Mostec (/sl/, Brückel) is a village in the Municipality of Brežice in eastern Slovenia. The area is part of the traditional region of Styria. It is now included in the Lower Sava Statistical Region.

==Geography==
Mostec lies the left bank of the Sava River and is connected to Čatež ob Savi by a bridge across the river at the far west end of the village's territory. Fields lie east of the village, extending to Dobova. The Nakla fields lie to the north, the Goričke fields to the east, and the Ledinšce and Jevšine fields to the south along the Sava.
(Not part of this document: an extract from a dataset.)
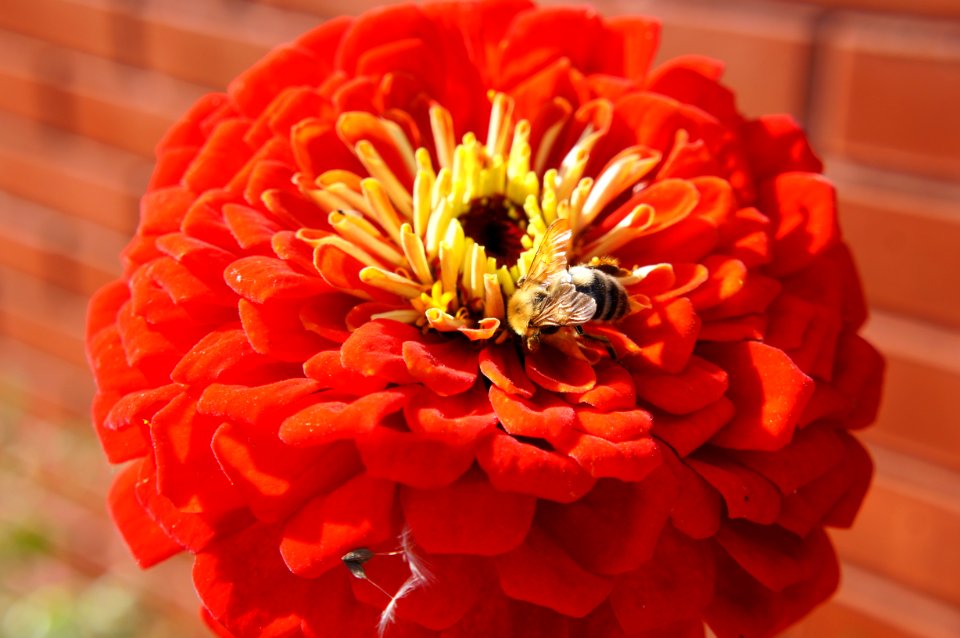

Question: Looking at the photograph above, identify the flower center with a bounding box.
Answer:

Negot Creek, a tributary of the Sava, cuts through the Poljanšce fields to the east.

==History==
During the Second World War, the German authorities deported the population of the village and resettled it with Gottschee Germans.

===Mass graves===
Mostec is the site of two mass graves from the Second World War. The graves contain the remains of Croatian prisoners of war, Home Guard soldiers transported from the Teharje camp, and Slovene and Croatian civilians. The Antitank Trench Mass Grave (Grobišče v protitankovskem jarku) dates from May and June 1945 and is located southeast of Mostec. The Mostec II Sava River Mass Grave (Mostec II - grobišče ob Savi) lies southwest of the settlement. The victims at the site were transported by bus from the Teharje camp and the prison in Šentvid, and killings were carried out from May to October 1945 by KNOJ units of the Yugoslav Partisans. At least one busload of women was also transported to the site and killed because the Huda Jama Mass Grave was already full. Excavation of the mass graves was carried out in September 2020.

==Church==
The local church in the settlement is dedicated to Saints Fabian and Sebastian and belongs to the Parish of Dobova. It is a late Baroque church built in 1767 in thanksgiving for the end of the plague.